Implied Unemployment Is At 11.4% or Worse If Truth Be Told



Zerohedge - the chart shows what the real unemployment rate would be using a realistic labor force participation rate. To get that Zerohedge used the average rate since 1980, or ever since the great moderation** began. As it happens, this long-term average is 65.8%. We then apply this participation rate to the civilian noninstitutional population* to get what an "implied" labor force number is, and additionally calculate the implied unemployed using this more realistic labor force. We then show the difference between the reported and implied unemployed. Finally, we calculate the jobless rate using this new implied data. As of December, the real implied unemployment rate was 11.4% (see chart) - basically where it has been ever since 2009

Jobless claims rose more than expected (wow, what a surprise, imagine the government reporting rosy numbers?) and retail sales were only .1% If the unemployment is bad enough, it looks better because they stop reporting people who are unemployed longer than 12 months. So, you see, the worse you are, the better you look.

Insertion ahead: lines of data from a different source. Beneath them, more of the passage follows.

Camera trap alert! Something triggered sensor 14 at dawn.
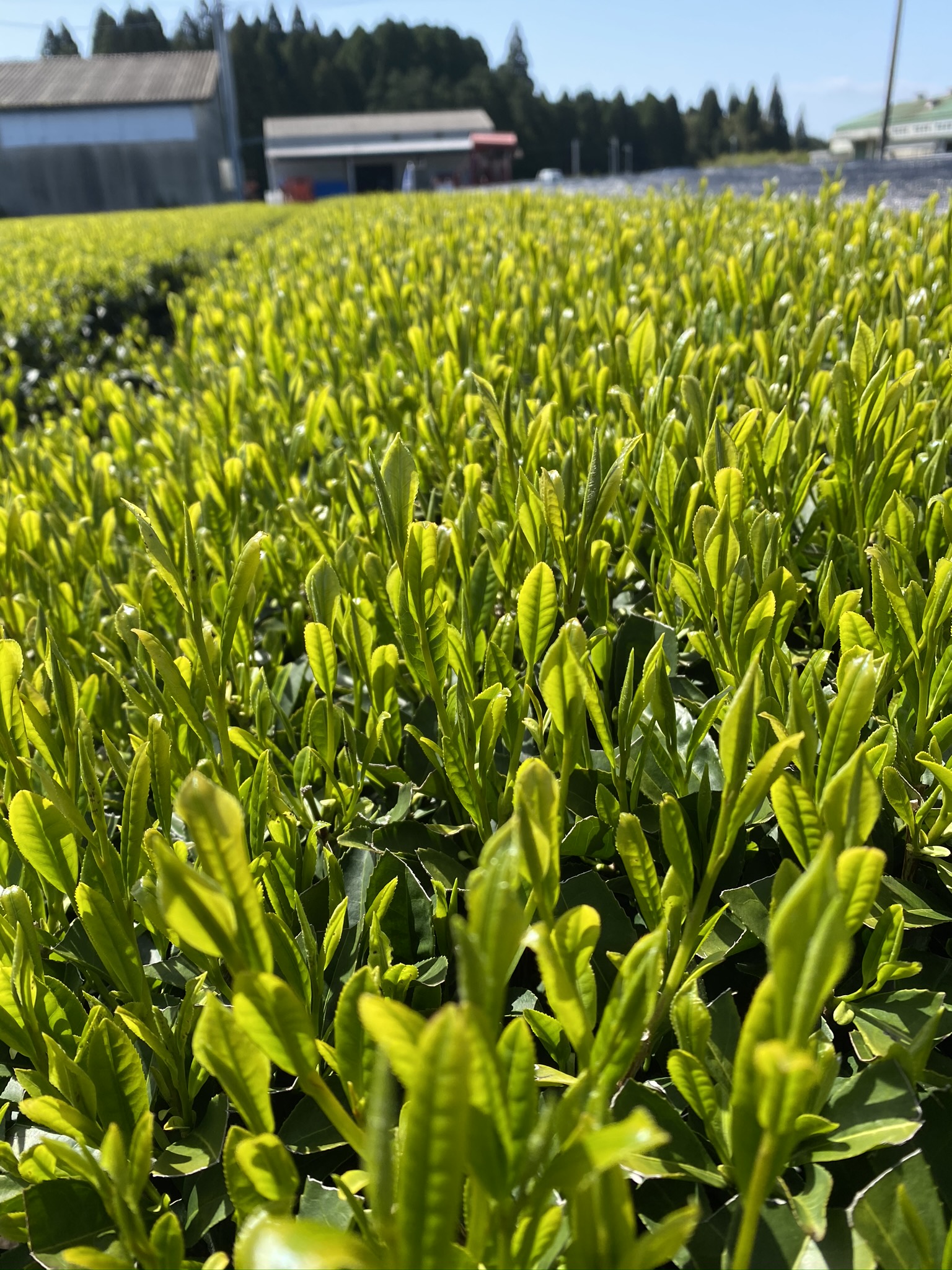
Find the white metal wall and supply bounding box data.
[0,105,198,150]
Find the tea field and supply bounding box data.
[0,183,952,1270]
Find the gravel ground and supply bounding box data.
[528,154,952,207]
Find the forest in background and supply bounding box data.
[42,0,820,188]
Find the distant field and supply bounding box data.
[0,190,952,1270]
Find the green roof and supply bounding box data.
[835,93,952,132]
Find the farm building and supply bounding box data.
[0,52,235,216]
[830,93,952,159]
[264,110,517,200]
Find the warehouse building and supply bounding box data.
[0,52,235,216]
[830,93,952,159]
[264,110,517,201]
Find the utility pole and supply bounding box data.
[212,0,245,202]
[879,0,902,159]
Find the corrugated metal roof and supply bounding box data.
[264,110,494,142]
[0,52,218,110]
[835,93,952,132]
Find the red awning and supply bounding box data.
[470,132,519,149]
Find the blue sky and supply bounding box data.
[0,0,952,135]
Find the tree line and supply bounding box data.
[42,0,818,187]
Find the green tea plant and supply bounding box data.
[0,184,952,1270]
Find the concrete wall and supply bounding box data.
[0,98,227,216]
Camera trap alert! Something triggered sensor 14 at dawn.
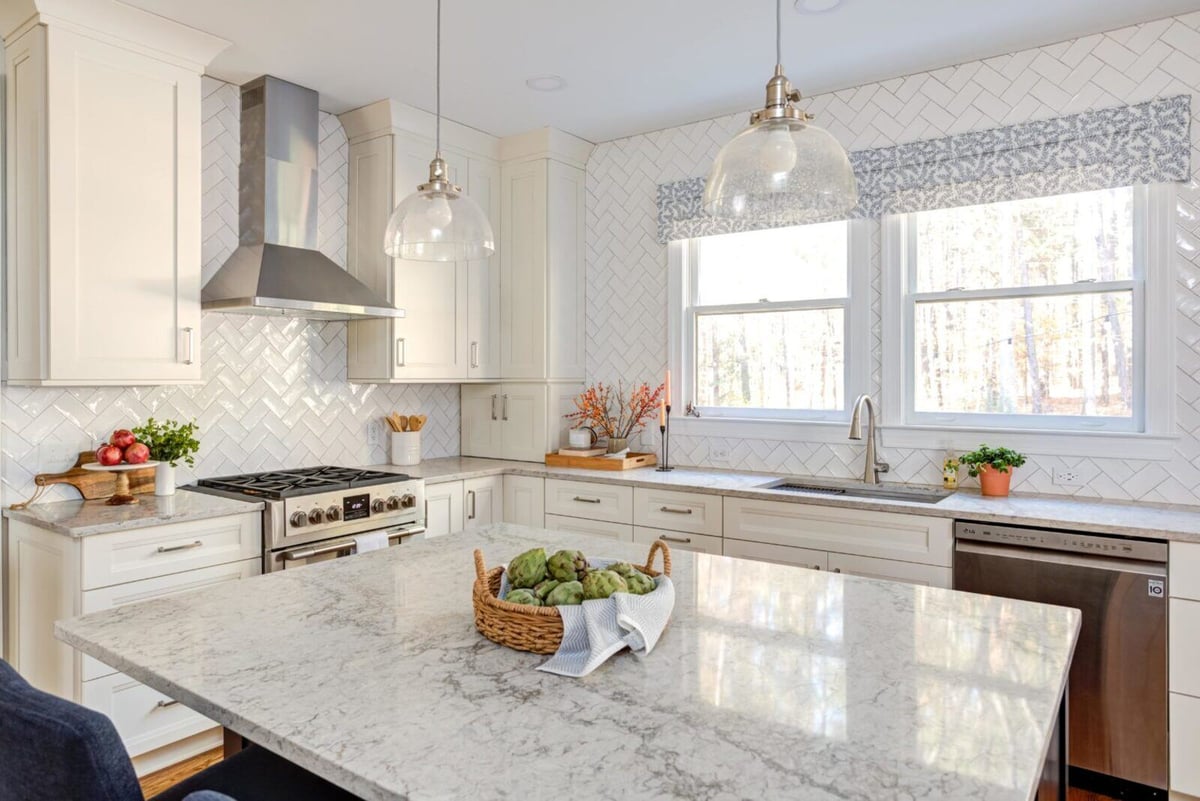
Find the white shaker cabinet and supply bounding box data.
[340,101,500,383]
[0,0,228,386]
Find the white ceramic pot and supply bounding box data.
[154,462,175,495]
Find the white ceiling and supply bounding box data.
[127,0,1200,141]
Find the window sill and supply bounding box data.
[880,426,1178,462]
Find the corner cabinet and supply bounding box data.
[5,9,227,386]
[341,101,500,383]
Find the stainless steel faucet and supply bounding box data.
[850,395,890,484]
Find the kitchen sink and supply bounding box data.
[758,478,950,504]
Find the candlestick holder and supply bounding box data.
[655,403,674,472]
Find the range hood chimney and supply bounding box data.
[200,76,404,320]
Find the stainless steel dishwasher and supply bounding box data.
[954,520,1168,799]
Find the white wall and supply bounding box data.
[0,78,458,504]
[587,13,1200,504]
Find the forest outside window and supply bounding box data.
[893,187,1169,432]
[682,221,866,420]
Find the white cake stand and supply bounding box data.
[79,460,158,506]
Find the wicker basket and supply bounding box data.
[470,540,671,654]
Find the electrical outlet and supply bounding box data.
[1054,468,1084,487]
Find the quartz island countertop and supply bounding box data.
[56,524,1079,801]
[371,457,1200,542]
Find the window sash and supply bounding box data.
[902,187,1151,433]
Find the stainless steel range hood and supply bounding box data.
[200,76,404,320]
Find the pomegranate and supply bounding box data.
[125,442,150,464]
[108,428,138,451]
[96,445,125,468]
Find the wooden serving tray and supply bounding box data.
[546,453,659,470]
[34,451,154,500]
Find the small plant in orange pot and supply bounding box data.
[959,445,1025,498]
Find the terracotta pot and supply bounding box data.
[979,464,1014,498]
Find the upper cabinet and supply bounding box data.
[341,101,500,383]
[341,107,592,383]
[0,0,228,386]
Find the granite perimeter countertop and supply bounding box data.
[372,457,1200,542]
[56,524,1080,801]
[4,490,263,537]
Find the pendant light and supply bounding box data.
[383,0,496,261]
[704,0,858,225]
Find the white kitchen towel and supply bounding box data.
[354,531,388,554]
[538,576,674,677]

Nasdaq reported: Initial jobless claims rose by 24,000 to a seasonally adjusted 399,000 in the week ended Jan. 7, the Labor Department said Thursday. Economists surveyed by Dow Jones Newswires had forecast claims would rise by 8,000 to 380,000. For the week ended Dec. 31, claims were revised to 375,000 from an originally reported 372,000.

The four-week moving average of new jobless claims, which smoothes out volatile weekly figures, increased last week by 7,750 to 381,750.

They’re always volatile if you notice. It’s never that they deliberately overstated the numbers.

The overly optimistic job figures reporting goes on week after week and then the numbers have to be adjusted downward. So how is it that the unemployment numbers are improving as the Obama WH claims?

It certainly helps that the WH only counts the unemployed of the last 12 months and we all know that many people have been unemployed longer than that.

The Bureau of Lying Statistics or BLS (Bureau of Labor Statistics) regularly fudges the numbers by not counting people as they drop out. Some try to say many are retiring but the facts do not bear that out since there is an overall rise in the general civilian non institutional population (all labor force data for every working being excluding jail birds, dead people and so on).*

So how do we find out what the real numbers are when the BLS will not accurately calculate those long term unemployed into their stats?

Zerohedge has one approach which computes a realistic “implied” work force based on reporting methodologies used in the past, prior to the great moderation.**

Take a look at the chart above which shows what a real unemployment rate would be using a realistic labor force participation rate.  An average labor force participation rate since 1980 would be 65.8%. Applying this to the civilian non institutional population, one gets an “implied” labor force number or what it should be based on reality. Then one can calculate the implied unemployed using this more realistic labor force.

Comparing the difference between reported and implied gives a realistic jobless rate of 11.4% from the implied data.

Using the BLS miscalculations, when the labor force hits 58.5%, there will be no unemployment, just in time for the election. Read more: Zerohedge

In 1994, the government decided to ignore long term unemployed when reporting unemployment numbers – the long term unemployed simply don’t exist unless you go to the BLS (Bureau of Labor Statistics) and look at the entire chart. The government still has the info, but they don’t report it as the actual unemployment rate.


*According to the BLS, the civilian noninstitutional population consists of persons 16 years of age and older residing in the 50 States and the District of Columbia who are not inmates of institutions (for example, penal and mental facilities and homes for the aged) and who are not on active duty in the Armed Forces. 

**In economics, the Great Moderation refers to a reduction in the volatility of business cycle fluctuations starting in the mid-1980s, believed to have been caused by institutional and structural changes in developed nations in the later part of the twentieth centur Sometime during the mid-1980s major economic variables such as GDP, industrial production, monthly payroll employment and the unemployment rate began to decline in volatility.